Theresa May açıklamasında İngiliz parlamentosundaki milletvekilllerini Brexit anlaşmasını desteklemek için ikna etmeye çalıştığını, Brexit sürecini hayata geçirmek için elinden geleni yaptığını söylemiş, milletvekillerini Brexit anlaşmasını desteklemek için ikna edemediğini kaydetmişti. May, halefi seçilene kadar Başbakanlık görevini sürdürecek. Muhafazakar Parti liderlik seçimlerinin Haziran'ın ikinci haftasında yapılması bekleniyor.
Almanya Başbakanı Angela Merkel'in Sözcüsü Martina Fietz, Merkel'in May'in kararını "saygıyla" karşıladığını açıkladı. Fietz, Merkel'in May ile güven temeline dayalı bir çalışma ilişkisi olduğunu ve görevden ayrılana kadar da bunun devam edeceğini belirtti.
İspanya'dan May'in istifa kararının ardından İngiltere'de yönetimin sertlik yanlılarına geçeceği uyarısı geldi. İspanyol Hükümet Sözcüsü Isabel Celaa "Bu şartlar altında sert bir Brexit'in durdurulması imkansız bir gerçeklik olduğu görülüyor" dedi ve Birleşik Krallık Parlamentosu ve hükümetinin İngiltere'nin anlaşma olmadan AB'den ayrılmasından ve bunun sonuçlarından sorumlu olacağını aktardı.
Fransa'dan Cumhurbaşkanlığı'ndan yapılan açıklamada Cumhurbaşkanı Emmanuel Macron'un İngiltere tarafından Brexit sürecinin "hızlı bir şekilde" açıklığa kavuşturulduğunu görmek istediği belirtildi. Macron'un "AB'nin düzgün bir şekilde işlemesinin önceliği oluşturacak şekilde AB prensiplerinin uygulanmaya devam etmesinin" önemine dikkat çektiği belirtildi.

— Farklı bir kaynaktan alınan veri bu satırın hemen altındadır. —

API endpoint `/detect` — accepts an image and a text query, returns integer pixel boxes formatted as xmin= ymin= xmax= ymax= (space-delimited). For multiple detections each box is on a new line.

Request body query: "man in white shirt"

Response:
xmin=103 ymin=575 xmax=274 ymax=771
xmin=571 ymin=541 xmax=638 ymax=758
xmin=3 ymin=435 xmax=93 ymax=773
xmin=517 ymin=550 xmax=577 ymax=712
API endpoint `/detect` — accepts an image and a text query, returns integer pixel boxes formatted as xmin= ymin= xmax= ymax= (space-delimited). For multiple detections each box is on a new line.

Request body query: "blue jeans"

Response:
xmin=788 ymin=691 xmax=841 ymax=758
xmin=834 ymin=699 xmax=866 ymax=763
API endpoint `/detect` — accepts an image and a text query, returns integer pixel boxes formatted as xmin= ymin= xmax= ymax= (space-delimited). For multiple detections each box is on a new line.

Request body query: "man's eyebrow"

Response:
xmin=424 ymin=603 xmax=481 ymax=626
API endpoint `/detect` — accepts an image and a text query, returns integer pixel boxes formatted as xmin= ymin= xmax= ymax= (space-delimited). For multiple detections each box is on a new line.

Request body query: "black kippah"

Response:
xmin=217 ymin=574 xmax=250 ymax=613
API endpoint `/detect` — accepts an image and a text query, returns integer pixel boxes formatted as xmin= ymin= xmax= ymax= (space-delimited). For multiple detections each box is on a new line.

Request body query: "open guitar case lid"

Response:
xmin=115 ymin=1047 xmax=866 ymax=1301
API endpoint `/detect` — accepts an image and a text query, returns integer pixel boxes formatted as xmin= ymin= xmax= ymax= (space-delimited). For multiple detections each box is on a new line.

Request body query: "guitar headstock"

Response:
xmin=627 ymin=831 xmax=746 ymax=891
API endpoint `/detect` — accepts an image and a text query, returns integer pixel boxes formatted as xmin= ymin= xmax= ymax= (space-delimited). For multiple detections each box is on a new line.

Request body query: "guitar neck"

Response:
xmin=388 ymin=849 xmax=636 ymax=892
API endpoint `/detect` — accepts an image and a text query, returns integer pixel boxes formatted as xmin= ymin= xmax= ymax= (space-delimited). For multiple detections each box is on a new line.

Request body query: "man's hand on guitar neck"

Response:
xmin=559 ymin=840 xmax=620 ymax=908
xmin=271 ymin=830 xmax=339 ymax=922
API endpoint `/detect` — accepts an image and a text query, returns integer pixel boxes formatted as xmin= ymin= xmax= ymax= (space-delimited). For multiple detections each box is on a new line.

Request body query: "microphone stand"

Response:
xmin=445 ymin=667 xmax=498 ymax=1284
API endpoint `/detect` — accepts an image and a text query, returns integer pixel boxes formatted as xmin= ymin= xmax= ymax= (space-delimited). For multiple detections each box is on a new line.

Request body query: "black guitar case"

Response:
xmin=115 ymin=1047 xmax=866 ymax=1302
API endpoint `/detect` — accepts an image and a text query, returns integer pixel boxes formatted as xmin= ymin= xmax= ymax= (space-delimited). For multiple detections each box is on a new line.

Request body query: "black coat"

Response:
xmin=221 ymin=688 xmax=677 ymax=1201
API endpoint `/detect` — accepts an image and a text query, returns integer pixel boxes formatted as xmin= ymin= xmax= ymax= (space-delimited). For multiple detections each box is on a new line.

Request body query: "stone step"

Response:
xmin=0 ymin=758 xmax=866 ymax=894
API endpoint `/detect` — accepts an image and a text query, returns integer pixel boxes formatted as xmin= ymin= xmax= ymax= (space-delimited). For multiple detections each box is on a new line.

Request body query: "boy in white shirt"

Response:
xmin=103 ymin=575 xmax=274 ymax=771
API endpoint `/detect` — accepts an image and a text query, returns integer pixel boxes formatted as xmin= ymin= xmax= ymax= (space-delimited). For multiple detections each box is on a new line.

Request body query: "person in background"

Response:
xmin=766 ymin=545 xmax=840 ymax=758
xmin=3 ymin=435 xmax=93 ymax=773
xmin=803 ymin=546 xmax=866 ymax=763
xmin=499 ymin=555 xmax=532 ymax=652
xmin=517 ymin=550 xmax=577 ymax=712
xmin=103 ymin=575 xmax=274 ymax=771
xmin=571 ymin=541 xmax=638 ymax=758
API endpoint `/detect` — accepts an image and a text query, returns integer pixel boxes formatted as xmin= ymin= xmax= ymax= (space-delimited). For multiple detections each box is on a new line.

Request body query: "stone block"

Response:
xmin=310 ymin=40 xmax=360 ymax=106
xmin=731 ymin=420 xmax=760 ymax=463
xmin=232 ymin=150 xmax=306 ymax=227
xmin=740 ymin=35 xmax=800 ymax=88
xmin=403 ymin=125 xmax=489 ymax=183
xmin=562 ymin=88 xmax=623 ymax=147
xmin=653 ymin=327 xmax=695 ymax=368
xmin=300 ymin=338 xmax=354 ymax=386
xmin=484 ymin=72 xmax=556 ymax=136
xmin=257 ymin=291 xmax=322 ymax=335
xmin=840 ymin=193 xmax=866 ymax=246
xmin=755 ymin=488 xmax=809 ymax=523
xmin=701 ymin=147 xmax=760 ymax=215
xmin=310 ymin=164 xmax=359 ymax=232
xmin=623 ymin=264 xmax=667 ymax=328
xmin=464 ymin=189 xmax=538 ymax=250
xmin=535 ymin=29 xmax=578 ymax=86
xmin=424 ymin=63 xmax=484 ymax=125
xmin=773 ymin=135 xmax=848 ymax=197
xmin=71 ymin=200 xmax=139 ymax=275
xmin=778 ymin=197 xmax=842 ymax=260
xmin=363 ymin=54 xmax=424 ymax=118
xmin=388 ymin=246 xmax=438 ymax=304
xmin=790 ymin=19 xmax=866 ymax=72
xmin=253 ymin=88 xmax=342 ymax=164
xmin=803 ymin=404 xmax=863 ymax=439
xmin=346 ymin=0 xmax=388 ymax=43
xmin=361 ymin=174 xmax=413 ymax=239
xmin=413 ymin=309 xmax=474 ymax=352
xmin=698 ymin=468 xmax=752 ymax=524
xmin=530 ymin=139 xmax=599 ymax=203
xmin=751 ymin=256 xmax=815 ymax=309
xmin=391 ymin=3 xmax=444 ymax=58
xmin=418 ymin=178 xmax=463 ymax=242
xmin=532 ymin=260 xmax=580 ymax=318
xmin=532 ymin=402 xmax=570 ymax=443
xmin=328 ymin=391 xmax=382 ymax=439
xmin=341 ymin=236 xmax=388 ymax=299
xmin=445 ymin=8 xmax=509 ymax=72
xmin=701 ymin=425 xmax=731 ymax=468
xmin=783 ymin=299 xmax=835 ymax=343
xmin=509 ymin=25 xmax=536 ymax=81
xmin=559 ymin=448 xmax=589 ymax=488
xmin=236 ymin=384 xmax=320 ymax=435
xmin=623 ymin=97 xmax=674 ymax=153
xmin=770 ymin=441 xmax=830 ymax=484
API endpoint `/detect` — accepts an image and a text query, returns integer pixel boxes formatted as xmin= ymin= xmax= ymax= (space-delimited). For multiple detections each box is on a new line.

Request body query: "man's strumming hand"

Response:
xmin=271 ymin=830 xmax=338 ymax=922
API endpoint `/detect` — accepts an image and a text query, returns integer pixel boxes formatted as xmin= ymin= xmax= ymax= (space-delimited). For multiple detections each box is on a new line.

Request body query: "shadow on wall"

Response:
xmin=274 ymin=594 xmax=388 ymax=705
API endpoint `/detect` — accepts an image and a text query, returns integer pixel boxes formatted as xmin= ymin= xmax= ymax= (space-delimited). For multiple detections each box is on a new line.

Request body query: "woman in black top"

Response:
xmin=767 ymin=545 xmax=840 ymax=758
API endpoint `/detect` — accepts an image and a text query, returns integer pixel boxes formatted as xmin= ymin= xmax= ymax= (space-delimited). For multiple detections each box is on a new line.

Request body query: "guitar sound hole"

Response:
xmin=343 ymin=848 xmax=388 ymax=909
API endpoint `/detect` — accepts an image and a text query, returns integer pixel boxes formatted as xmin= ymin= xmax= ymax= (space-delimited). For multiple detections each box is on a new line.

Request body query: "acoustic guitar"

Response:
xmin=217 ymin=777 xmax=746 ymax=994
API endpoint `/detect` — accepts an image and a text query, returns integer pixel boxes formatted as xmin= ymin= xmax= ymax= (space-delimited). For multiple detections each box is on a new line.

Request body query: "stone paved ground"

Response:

Kredi derecelendirme kuruluşu Moody's analisti Sarah Carlson May'in açıklamasının anlaşmasız bir Brexit riskini arttırdığını söyledi.
Krize çözüm bulamadı
İngiltere Başbakanı Theresa May, Brexit krizinden çıkış yolu arıyordu. Ülkesinin AB'den çıkış sürecine yönelik anlaşmanın Avam Kamarası'nda üç kez reddedilmesinin ardından May, Brexit anlaşmasıyla ilgili hazırladığı son tasarıyı geçtiğimiz günlerde açıklamış ve yeni garantiler içeren anlaşmayı milletvekillerinin kabul etmeleri halinde ikinci bir referandum yapılıp yapılmayacağına ilişkin parlamentoda yeni bir oylama yapılabileceğini söylemişti.
Haziran 2016'da yapılan referandumda Birleşik Krallık'ta halkın yüzde 52'si AB'den ayrılık yönünde oy kullanmıştı. Birleşik Krallık'ın bu yıl 29 Mart'ta AB'den ayrılması planlanıyordu. Ancak parlamenterlerin May'in AB'yle vardığı anlaşmayı onaylamaması nedeniyle Brexit 31 Ekim'e ertelenmişti.